As everybody has heard or I hope every one has heard about Japan and not only the tsunami but the explosions at the nuclear power plant and the radiation problem. Well I am no going CRAZY!! I have hit a point of severe confusion and depression. My best friend Tony is stationed in Tokyo Japan now I know what your thinking nothing happened there, but he is a staff sgt. In the air force which means he was one of the many soldiers being directed to where the issues are at. I spoke with him on saturday and he was ok just helping people. His exact words were "I am helping the people and I am fine for right now..." Them last 3 words have stuck with me since I read them. Especially since the nuclear plant had I believe 2 explosions now and he is right where it happened. I emailed him as I did before and have done all the time and he emails me right back at the most an hour later. This time its been a whole day and nothing and his parents have yet to hear anything and can't get in contact with anybody.
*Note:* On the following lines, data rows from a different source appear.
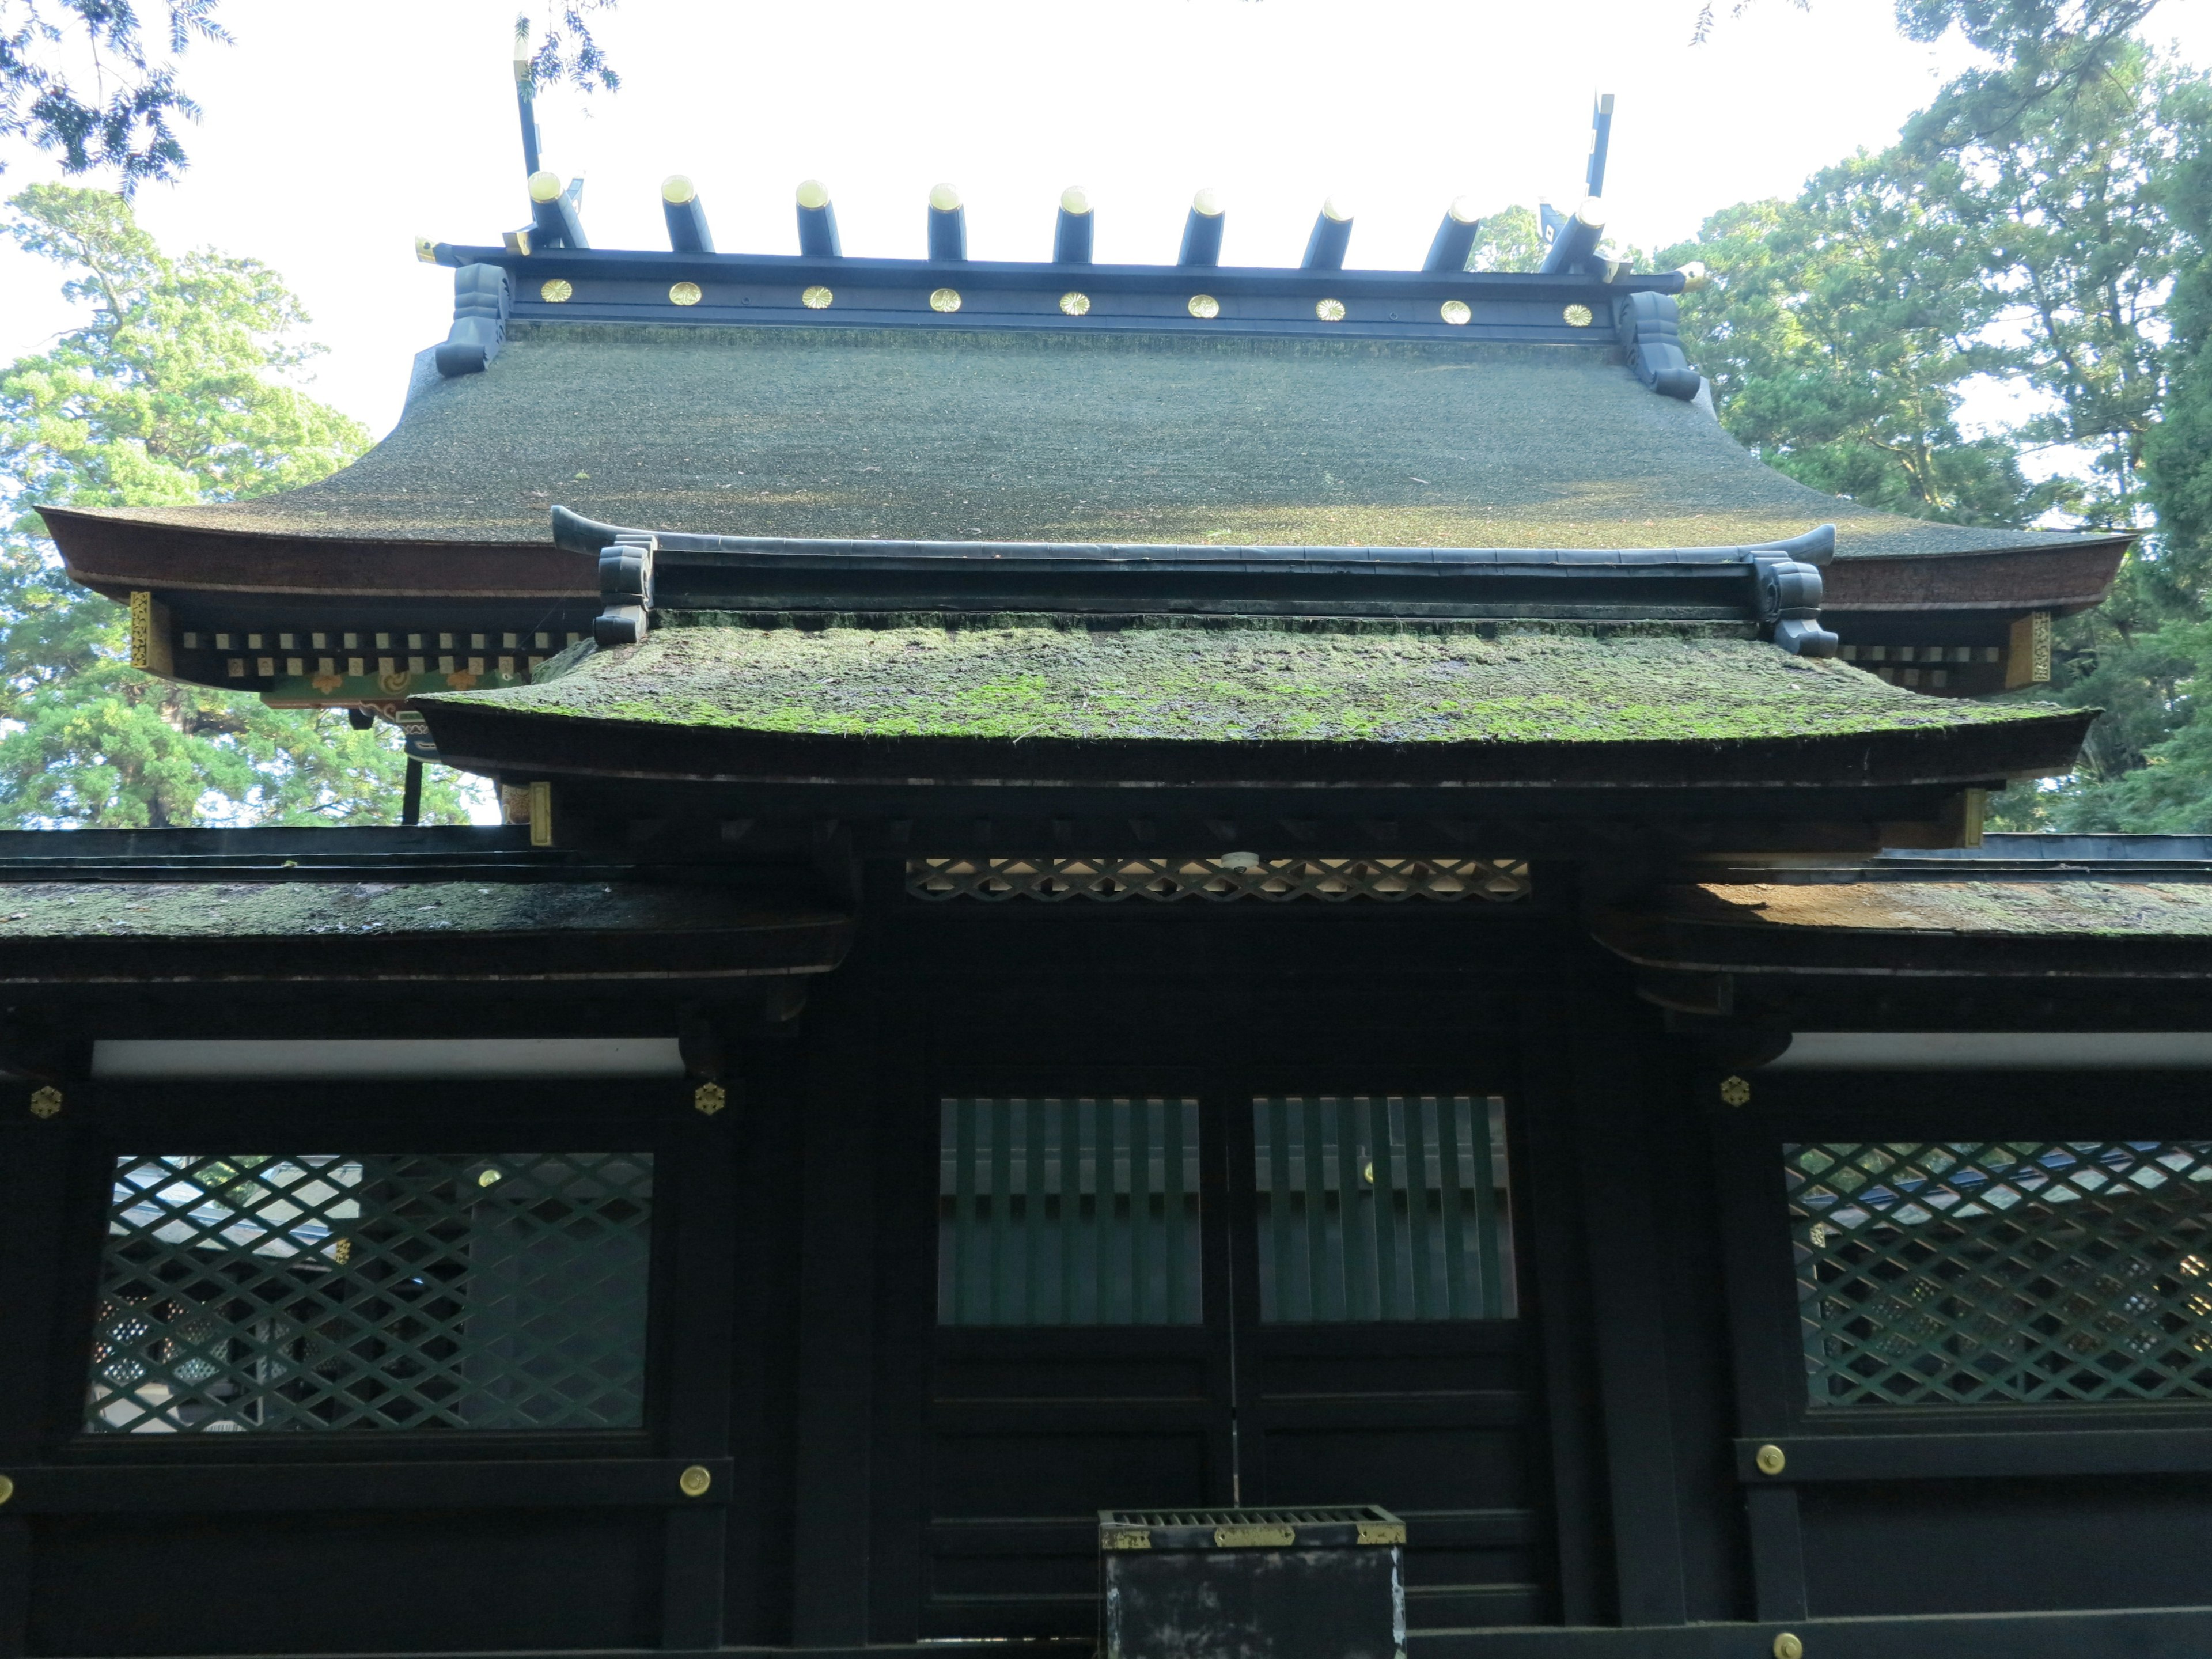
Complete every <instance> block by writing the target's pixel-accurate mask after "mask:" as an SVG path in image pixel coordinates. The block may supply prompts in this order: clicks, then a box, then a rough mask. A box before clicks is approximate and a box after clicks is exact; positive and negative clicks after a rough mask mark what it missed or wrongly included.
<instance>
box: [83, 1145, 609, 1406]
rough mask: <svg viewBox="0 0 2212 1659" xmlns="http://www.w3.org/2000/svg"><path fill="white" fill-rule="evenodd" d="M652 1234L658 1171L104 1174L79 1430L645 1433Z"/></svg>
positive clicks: (310, 1155) (277, 1164)
mask: <svg viewBox="0 0 2212 1659" xmlns="http://www.w3.org/2000/svg"><path fill="white" fill-rule="evenodd" d="M650 1225H653V1155H650V1152H500V1155H473V1157H471V1155H445V1152H438V1155H429V1152H400V1155H363V1157H349V1155H290V1157H288V1155H259V1152H257V1155H243V1152H226V1155H181V1152H175V1155H159V1157H124V1159H117V1164H115V1197H113V1203H111V1208H108V1241H106V1254H104V1265H102V1281H100V1316H97V1327H95V1336H93V1371H91V1394H88V1400H86V1413H84V1427H86V1429H88V1431H91V1433H177V1431H184V1433H212V1431H263V1429H626V1427H639V1425H641V1422H644V1369H646V1367H644V1356H646V1256H648V1234H650Z"/></svg>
See it scared me even more when I went to sleep last night and had a dream about him, it was a horrible dream and I woke up with my eyes glues shut, meaning I was actually crying in my sleep. In the dream I found out he was killed. I never have dreams like this, if anybody dies in my dreams its me! I couldn't believe this I was devastated from this dream. I got up and emailed him right away 7:30 in the morning and now its 9:00 at night and nothing. I couldn't imagine loosing him, I would be wrecked. He has been there for me since I was young he is my BF I tell him anything and everything and he does the same. I need him to answer me back. Until I hear from him I will continue to go insane. I will continue to cry and I will continue to worry. I just pray to God he is ok and just very very busy.
I also told everyone I would explain why I was afraid to weigh in. See I told myself that if I got to my 20 lb loss I would treat myself to something meaning I would not feel bad if I treated myself to something I have been craving. So once again I got my weakness WINGS lol that was on wednesday last week. Then me and my boyfriend went to outback to eat so I got a soup and a salad. They don't have nutrition info there for some stupid ass reason so i researched it later and found out I consumed 30 points at least for just a cup of soup and a salad what the hell!!!that means I went way over my weekly points and point allowance because I don't count work out points. I never even use weekly allowances.
Moving on I weighed in today and I lost 1.8 lbs not what I wanted but shit I will take it. so now I am down almost 22 lbs and my mom lost 5 lbs this week!! YAY! So my crappy ass day at least has one positive outcome. I just hope Tony answers me soon.
Well Im off to get my daughter to bed. Leave me some of your news or stories. they may cheer me up or take my mind off it for a while. Good luck all and keep up the good work.